Since this is an intersection point, $(h,k)$ will satisfy the equations of both the tangents. Therefore, substituting for this point in (2) and (3), we get :
$\begin{align}
  & y=mx+m+\dfrac{1}{m} \\
 & \Rightarrow k=mh+m+\dfrac{1}{m} \\
 & \Rightarrow k=\dfrac{{{m}^{2}}h+{{m}^{2}}+1}{m} \\
 & \Rightarrow mk={{m}^{2}}h+{{m}^{2}}+1 \\
 & \Rightarrow {{m}^{2}}(h+1)-mk+1=0 \\
\end{align}$ and $\begin{align}
  & -y=\dfrac{x+2+2{{m}^{2}}}{m} \\
 & \Rightarrow -k=\dfrac{h+2+2{{m}^{2}}}{m} \\
 & \Rightarrow -mk=h+2+2{{m}^{2}} \\
 & \Rightarrow 2{{m}^{2}}+mk+(h+2)=0 \\
\end{align}$
Hence, we have two quadratic equations in $m$. These two equations should ultimately make us reach the same values for $m$, and hence we can compare the coefficients of these two equations.
Doing so, we’ll have :
$\begin{align}
  & \dfrac{h+1}{2}=-\dfrac{k}{k}=\dfrac{1}{h+2} \\
 & \Rightarrow \dfrac{h+1}{2}=-1=\dfrac{1}{h+2} \\
 & \Rightarrow h+1=-2 \\
 & \Rightarrow h+3=0 \\
 & or,\dfrac{1}{h+2}=-1 \\
 & \Rightarrow h+2=-1 \\
 & \Rightarrow h+3=0 \\
\end{align}$
Therefore, we have an equation for the $x$ coordinate of the point of intersection. To make this equation look like a locus, all we have to do is replace $(h,k)$ with $(x,y)$. Doing so, we get :
$\begin{align}
  & h+3=0 \\
 & \Rightarrow x+3=0 \\
\end{align}$ and this is the required locus.

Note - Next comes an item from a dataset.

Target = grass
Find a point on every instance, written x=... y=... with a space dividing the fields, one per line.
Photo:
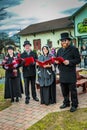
x=63 y=121
x=3 y=102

Hence, our required locus is option (c) $x+3=0$

Note: Be very careful while shifting the origin. Shifting the origin is only a temporary process, and we use it only to make comparisons with the general form easier.
In the part where we compare the quadratic equations for m, the theory can be interpreted like, if there are two quadratic equations in $x$, then for them to values that satisfy both the equations, it is absolutely necessary that one equation is nothing but the other equation multiplied by a scalar. This scalar is what we find out by taking the ratio of the coefficients of each term, and only then do we find values of $x$ satisfying both the equations.
Here’s a drawing to illustrate the result of this question :

Here, we can see two points $H$ and $D$ which are the intersection points of tangents to the two parabolas, and both of them lie on the line $x+3=0$.